We’re so used to hearing songs that include something on the order of, “Baby, I’m gonna love ya forever” that we hardly notice the words any more. 
 
Maybe we should.
 
After all, it’s no secret that artists and musicians have a very hard time living out their own poetic promises.  The Captain and Tennille’s biggest hit may have gone to #1 on the Billboard Hot 100 in 1975 and won the Grammy for Record of the Year, but love did not keep them together.

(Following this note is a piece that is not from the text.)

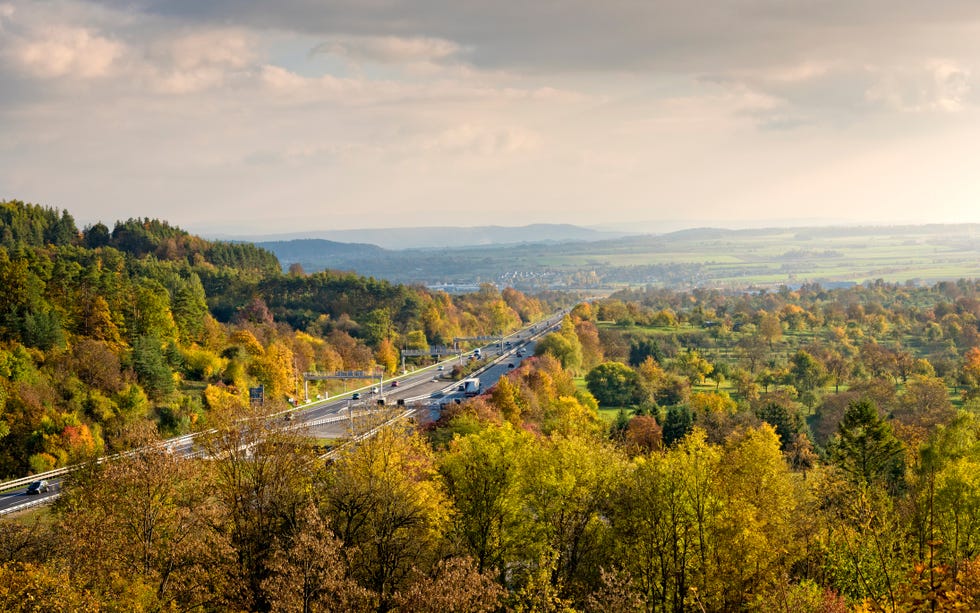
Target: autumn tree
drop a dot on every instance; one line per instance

They divorced after what she, at least, described as a loveless marriage.
 
The rest of us aren’t doing much better.  Even though most couples on their wedding day promise to stay together “’til death do us part,” about half of all American marriages will falter.
 
Songwriter Michael Martin Murphey laments this relational track record with the lyrics, “So what’s the glory in living, doesn’t anybody ever stay together anymore?  And if love never lasts forever, tell me what’s forever for?” 
 
Can you imagine wedding partners making conditional promises to each other?  They look into each other’s eyes and say, “I’ll stick it out with you, as long as you don’t get cancer.  Or as long as your parents don’t drive me crazy.  Or as long as you don’t develop annoying habits or do something awful with your hair.” People who are getting married have no more insight into their future health, finances, and emotional stability than anyone else.  Yet with their eyes wide open they promise a love that will last forever. 
 
Why do we do that?  And why do we keep writing songs about love that is supposed to go beyond the boundaries of space and time?
 
In his book Signals of Transcendence, Os Guinness suggests that people make promises of eternal love because this is how God made us. 
 
We are crafted in God’s image.  Since God is love (I John 4:16), we can’t help yearning for experiences of lasting security and significance – gifts that God alone is able to give. 
 
All of us are acquainted with the fact that a secular culture can come up with a million ways to mock love.  It can be reduced to hormones.  Or schmaltz.  Or Hallmark cards.  Or a cheap series of hookups.  Or Miracle Max in The Princess Bride affirming that there’s nothing greater than true love – except perhaps for an MLT, a mutton-lettuce-and-tomato sandwich.
 
But something happens when humans fall in love.  Even skeptics who assert that this world is all there is soon begin to chafe that this world is not enough.     
 
Love, says Guinness, “stakes everything on eternity actually existing.”  If we have tasted something of true love – whether for a marriage partner, children, grandchildren, or our dearest friends – Death now seems a hundred times worse.  Now we know it will separate us from the ones we love.
 
Unless there’s a God of love who actually raises the dead. 
 
If you’ve attended more than few weddings, you’ve probably heard the elegant expression of love embedded in I Corinthians 13.  This text has become so familiar, unfortunately, that many of us begin to tune out as soon as we hear the words, “If I speak in the tongues of men and of angels…”  We need fresh ears and fresh hearts.  Sometimes it helps to hear a fresh translation.  Here’s how the British scholar J.B. Phillips rendered verse seven and the beginning of verse eight of the apostle Paul’s most famous chapter:
 
“Love knows no limit to its endurance, no end to its trust, no fading of its hope; it can outlast anything.  It is, in fact, the one thing that still stands when all else has fallen” (I Corinthians 13:7). 
 
Or as traditional translations put it, “Love bears all things, believes all things, hopes all things, endures all things.  Love never fails.”  In other words, it’s forever.   
 
The songwriter asks us, “If love doesn’t last forever, then what’s forever for?”
 
That is definitely the right question.
 
And the answer comes from the One who assures us that his love isn’t just the greatest thing in this world.
 
We will enjoy it forever in the next world, too.